Bernard Marty, président de l'Union des métiers et des industries de l'hôtellerie des Bouches-du-Rhône, était l’invité de Benjamin Glaise le 26 août dans l’émission "C’est à la une" sur Sud Radio, à retrouver du lundi au vendredi à 8h10.

De nouvelles mesures de restriction ont été décidées à Marseille et dans les Bouches-du-Rhône. En sus du port du masque généralisé à Marseille, les restaurants et bars devront désormais fermer leurs portes de 23 heures à 6 heures du matin.

 

Une saison touristique écourtée

Est-ce en soi une bonne nouvelle, alors que l’on parlait initialement d’une fermeture à 20 heures ?  "Oui, mais fermer à 23 heures, c’est une mauvaise nouvelle, tempère Bernard Marty, président de l'Union des métiers et des industries de l'hôtellerie des Bouches-du-Rhône. Je suis assez mitigé concernant les annonces d’hier soir. Ce qui me préoccupe surtout est que j’ai l’impression que les restaurateurs et cafetiers sont coupables de développer le virus, alors que nous respectons depuis le début les gestes barrières."
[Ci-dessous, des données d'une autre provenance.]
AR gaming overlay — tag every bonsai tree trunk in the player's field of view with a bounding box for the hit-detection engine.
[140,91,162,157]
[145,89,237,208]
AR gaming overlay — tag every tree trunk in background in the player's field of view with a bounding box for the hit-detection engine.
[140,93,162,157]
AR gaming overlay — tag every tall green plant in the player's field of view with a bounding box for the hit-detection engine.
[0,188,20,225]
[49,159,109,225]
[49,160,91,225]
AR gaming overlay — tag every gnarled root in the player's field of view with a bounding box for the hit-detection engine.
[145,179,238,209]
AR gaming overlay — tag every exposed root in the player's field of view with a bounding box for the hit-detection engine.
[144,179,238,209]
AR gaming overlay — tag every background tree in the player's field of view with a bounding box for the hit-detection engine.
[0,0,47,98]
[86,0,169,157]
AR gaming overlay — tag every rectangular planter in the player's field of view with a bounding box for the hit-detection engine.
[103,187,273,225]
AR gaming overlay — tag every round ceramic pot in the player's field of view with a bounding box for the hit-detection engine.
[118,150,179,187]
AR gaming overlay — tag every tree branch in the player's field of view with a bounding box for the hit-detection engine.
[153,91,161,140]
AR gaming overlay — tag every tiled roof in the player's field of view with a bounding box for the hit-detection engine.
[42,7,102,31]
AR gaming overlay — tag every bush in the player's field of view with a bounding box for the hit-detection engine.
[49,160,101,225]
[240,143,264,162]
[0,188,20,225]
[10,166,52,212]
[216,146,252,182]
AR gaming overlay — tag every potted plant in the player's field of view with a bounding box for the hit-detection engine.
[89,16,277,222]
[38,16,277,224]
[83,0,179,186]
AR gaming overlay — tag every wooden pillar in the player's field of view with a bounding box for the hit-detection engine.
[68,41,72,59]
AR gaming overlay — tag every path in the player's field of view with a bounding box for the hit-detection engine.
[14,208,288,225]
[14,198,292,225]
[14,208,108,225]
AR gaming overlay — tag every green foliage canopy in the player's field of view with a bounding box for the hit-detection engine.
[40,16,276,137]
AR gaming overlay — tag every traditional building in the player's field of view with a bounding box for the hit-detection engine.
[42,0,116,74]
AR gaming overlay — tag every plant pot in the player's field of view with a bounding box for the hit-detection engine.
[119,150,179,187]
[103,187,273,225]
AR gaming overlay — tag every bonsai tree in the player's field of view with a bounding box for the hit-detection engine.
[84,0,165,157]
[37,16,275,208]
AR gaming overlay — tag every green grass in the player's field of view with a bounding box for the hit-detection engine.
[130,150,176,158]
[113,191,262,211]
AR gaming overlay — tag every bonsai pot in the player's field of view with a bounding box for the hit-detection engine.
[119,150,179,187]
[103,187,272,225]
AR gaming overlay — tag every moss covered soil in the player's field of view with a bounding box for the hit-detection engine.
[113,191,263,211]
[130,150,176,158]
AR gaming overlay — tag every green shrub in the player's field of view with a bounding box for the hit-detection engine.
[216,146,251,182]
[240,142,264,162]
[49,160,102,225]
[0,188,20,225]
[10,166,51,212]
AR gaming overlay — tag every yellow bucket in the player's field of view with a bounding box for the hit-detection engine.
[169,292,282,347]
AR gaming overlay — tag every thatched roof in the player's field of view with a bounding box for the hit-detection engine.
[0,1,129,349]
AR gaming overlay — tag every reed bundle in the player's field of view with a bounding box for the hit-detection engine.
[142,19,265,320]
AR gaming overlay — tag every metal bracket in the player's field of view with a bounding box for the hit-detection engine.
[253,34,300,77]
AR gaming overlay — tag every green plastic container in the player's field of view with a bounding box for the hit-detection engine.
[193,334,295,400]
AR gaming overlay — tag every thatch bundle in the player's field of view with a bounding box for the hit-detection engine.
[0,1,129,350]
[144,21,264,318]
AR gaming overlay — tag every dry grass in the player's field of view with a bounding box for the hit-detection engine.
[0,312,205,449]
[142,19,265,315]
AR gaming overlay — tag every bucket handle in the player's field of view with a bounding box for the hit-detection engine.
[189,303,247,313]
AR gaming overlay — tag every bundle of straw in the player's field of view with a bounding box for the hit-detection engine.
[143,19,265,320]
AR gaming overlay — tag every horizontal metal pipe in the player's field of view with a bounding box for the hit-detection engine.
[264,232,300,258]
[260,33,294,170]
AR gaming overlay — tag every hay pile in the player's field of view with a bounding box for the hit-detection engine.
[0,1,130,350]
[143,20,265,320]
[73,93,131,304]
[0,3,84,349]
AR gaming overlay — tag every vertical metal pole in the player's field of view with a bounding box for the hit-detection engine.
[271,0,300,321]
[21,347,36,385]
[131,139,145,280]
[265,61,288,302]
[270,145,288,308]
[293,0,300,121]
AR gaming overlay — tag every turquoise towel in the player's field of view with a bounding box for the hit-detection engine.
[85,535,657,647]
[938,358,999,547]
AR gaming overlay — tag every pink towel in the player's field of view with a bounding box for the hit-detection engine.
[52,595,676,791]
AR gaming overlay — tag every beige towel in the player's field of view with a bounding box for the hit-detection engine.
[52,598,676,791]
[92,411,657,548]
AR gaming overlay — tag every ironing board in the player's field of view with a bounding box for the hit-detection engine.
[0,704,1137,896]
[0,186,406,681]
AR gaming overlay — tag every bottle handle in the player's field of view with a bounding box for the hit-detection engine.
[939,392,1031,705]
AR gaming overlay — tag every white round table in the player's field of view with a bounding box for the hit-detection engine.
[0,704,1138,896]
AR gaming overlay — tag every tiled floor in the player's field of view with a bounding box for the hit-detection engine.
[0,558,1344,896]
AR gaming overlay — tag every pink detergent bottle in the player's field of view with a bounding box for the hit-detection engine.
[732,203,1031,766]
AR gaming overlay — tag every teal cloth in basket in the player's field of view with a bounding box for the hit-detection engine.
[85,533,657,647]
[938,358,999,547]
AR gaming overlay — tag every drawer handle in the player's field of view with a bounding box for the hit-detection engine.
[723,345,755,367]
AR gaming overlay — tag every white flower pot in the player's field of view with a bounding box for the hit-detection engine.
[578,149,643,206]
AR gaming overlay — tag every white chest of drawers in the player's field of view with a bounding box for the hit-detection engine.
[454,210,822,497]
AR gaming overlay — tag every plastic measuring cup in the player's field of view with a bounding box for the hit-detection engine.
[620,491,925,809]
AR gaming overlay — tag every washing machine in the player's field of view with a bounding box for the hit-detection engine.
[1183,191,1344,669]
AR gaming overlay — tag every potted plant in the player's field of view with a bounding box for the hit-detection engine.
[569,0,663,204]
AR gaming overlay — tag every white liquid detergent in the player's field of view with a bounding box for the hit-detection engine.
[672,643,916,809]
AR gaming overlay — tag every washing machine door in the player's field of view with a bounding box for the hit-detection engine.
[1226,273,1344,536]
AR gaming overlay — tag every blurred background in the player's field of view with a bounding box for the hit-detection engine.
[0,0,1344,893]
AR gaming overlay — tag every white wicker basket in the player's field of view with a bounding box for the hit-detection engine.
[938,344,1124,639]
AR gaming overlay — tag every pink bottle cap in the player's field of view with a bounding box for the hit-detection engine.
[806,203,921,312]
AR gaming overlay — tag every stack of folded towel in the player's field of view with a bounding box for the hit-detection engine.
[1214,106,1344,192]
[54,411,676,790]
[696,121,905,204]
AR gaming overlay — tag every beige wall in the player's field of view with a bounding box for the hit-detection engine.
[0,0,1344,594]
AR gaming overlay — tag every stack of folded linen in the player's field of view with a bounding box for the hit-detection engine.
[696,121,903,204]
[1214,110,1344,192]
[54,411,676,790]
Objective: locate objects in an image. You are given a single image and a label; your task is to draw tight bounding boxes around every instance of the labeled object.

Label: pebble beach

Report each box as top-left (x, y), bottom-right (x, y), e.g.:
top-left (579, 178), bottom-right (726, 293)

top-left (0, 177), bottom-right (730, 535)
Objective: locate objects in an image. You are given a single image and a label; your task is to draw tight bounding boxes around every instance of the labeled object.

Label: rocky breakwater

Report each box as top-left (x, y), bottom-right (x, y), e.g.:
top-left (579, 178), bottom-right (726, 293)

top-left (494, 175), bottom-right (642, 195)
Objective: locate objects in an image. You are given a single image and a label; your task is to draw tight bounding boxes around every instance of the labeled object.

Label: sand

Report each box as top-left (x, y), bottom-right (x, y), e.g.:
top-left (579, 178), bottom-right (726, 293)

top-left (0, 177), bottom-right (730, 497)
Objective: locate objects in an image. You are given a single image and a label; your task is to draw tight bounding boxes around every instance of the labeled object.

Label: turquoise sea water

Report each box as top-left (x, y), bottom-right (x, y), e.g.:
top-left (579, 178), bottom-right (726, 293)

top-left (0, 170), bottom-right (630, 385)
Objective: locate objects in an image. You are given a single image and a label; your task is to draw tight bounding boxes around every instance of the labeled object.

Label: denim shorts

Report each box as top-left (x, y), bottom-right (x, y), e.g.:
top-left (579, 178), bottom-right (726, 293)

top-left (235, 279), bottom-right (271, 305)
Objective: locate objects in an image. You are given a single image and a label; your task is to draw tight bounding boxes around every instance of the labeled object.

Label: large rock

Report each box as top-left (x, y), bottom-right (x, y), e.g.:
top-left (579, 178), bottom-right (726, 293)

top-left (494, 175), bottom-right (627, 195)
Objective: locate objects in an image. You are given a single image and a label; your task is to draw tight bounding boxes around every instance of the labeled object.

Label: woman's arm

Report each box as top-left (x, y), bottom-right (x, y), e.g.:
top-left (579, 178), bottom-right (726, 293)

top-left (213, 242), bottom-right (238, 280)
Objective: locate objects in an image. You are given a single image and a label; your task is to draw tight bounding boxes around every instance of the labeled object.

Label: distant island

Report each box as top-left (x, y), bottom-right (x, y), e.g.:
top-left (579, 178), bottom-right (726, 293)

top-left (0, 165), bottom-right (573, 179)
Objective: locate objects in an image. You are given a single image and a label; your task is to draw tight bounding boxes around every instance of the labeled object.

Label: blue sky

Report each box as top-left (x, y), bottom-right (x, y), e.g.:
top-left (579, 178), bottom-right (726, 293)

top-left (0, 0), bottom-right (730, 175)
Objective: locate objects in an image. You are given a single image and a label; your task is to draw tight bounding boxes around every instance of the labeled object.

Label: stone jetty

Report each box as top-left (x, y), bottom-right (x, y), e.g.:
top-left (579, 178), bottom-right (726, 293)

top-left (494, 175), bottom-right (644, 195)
Le ressent-il comme une injustice ? "On ferme restaurants et cafés, mais les plages sont ouvertes toute la nuit, et le soir, le Vieux Port se transforme en marché sauvage. On se sent stigmatisés. Après trois mois de fermeture, cela risque de vraiment poser problème. Nous vivons les derniers soirs de vacances, elles sont écourtées pour notre ville. Cela va diminuer les horaires pour les salariés, et les conséquences vont être dramatiques."

 

Le risque de fêtes sauvages

S’il s’estime montré du doigt, comprend-il pour autant l’argument sanitaire ? "On le comprend très bien, mais les gens iront faire la fête ailleurs dans des lieux plus sauvages. Chez nous, c'est réglementé, et si on ne respecte pas la règle, on est punis. Les gens qui font des fêtes sauvages, eux, ils disparaissent." Au-delà, l’effet de ces décisions se fait aussi ressentir sur le tourisme : " la publicité faite sur Marseille n’est pas engageante. Ici, nous avons une arrière-saison avec une clientèle plus âgée. Je pense que cela va largement l’impacter, même si on ne peut pas ignorer la réalité sanitaire."

Que réclament les restaurateurs en terme de soutien ? "Entre l’encouragement au télétravail et pas de touristes, ça va finir par faire beaucoup, juge le président de l'Union des métiers et des industries de l'hôtellerie des Bouches-du-Rhône. Nous demandons depuis le début l’allègement des charges sociales et que les prêts garantis d’État soient remboursables sur quinze ans et non cinq. Enfin, à force de réduire l’amplitude horaire et le nombre de places, il va falloir influer sur les baux commerciaux, publics ou privés. On ne peut pas continuer à payer le même loyer et servir moins de gens. Cela ne va pas fonctionner."